De buurt werd uiteindelijk gedeeltelijk gesloopt om de bouw van de Nieuwe Kerk mogelijk te maken. In 1649 werd de eerste steen gelegd. De dichter-predikant Johannes Vollenhove had er, na de bouw van de Nieuwe Kerk, weinig goede woorden voor over: “‘door ontucht eertijts besmet en qualiyk berucht. En weleer stond Padmoes hier, een slijknest, nutst vergeten…”.

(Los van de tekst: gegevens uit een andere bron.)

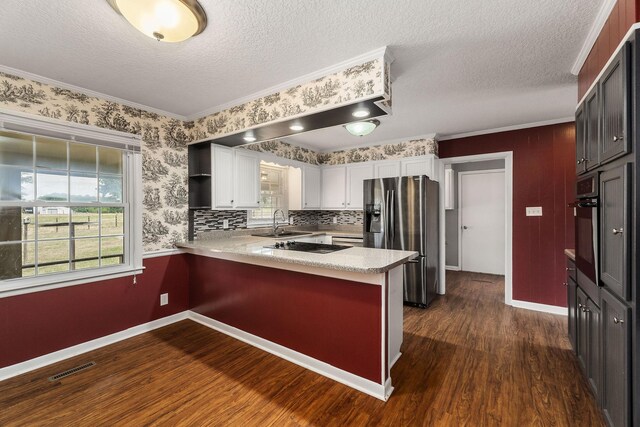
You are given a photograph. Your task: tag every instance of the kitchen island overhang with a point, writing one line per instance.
(338, 314)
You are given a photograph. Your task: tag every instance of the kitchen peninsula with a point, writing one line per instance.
(338, 314)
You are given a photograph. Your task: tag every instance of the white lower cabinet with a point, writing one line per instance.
(333, 187)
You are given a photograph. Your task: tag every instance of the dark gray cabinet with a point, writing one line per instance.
(592, 130)
(615, 102)
(581, 133)
(582, 335)
(616, 337)
(615, 229)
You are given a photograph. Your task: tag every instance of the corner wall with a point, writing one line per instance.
(543, 175)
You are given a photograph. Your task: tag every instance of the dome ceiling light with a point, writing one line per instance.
(164, 20)
(362, 128)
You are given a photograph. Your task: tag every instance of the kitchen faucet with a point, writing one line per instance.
(275, 224)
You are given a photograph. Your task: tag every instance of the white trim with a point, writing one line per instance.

Er moest iets gebeuren met de rest van de Padmoes. Mede daardoor werd In de Padmoes een soort sociale woningbouw avant la lettre gepleegd. Welgestelde mannen en vrouwen bouwden er hofjes met kleine bijna gratis huisjes voor armen, ook wel geefhuisjes genoemd. Voor de grond moest echter pacht worden betaald.
Enkele geefhuisjes zijn te danken aan een pachtschuld van de griffier van het Hof van Holland aan Margriette Jansdochter. Zij wilde die schuld wel voor hem overnemen mits ze er een Sint Jacobshuis mocht laten bouwen. Dat mocht. Er kwam een kapelletje bij waar de zes vrouwen die in haar geefhuisjes mochten wonen, dagelijks moesten gaan bidden.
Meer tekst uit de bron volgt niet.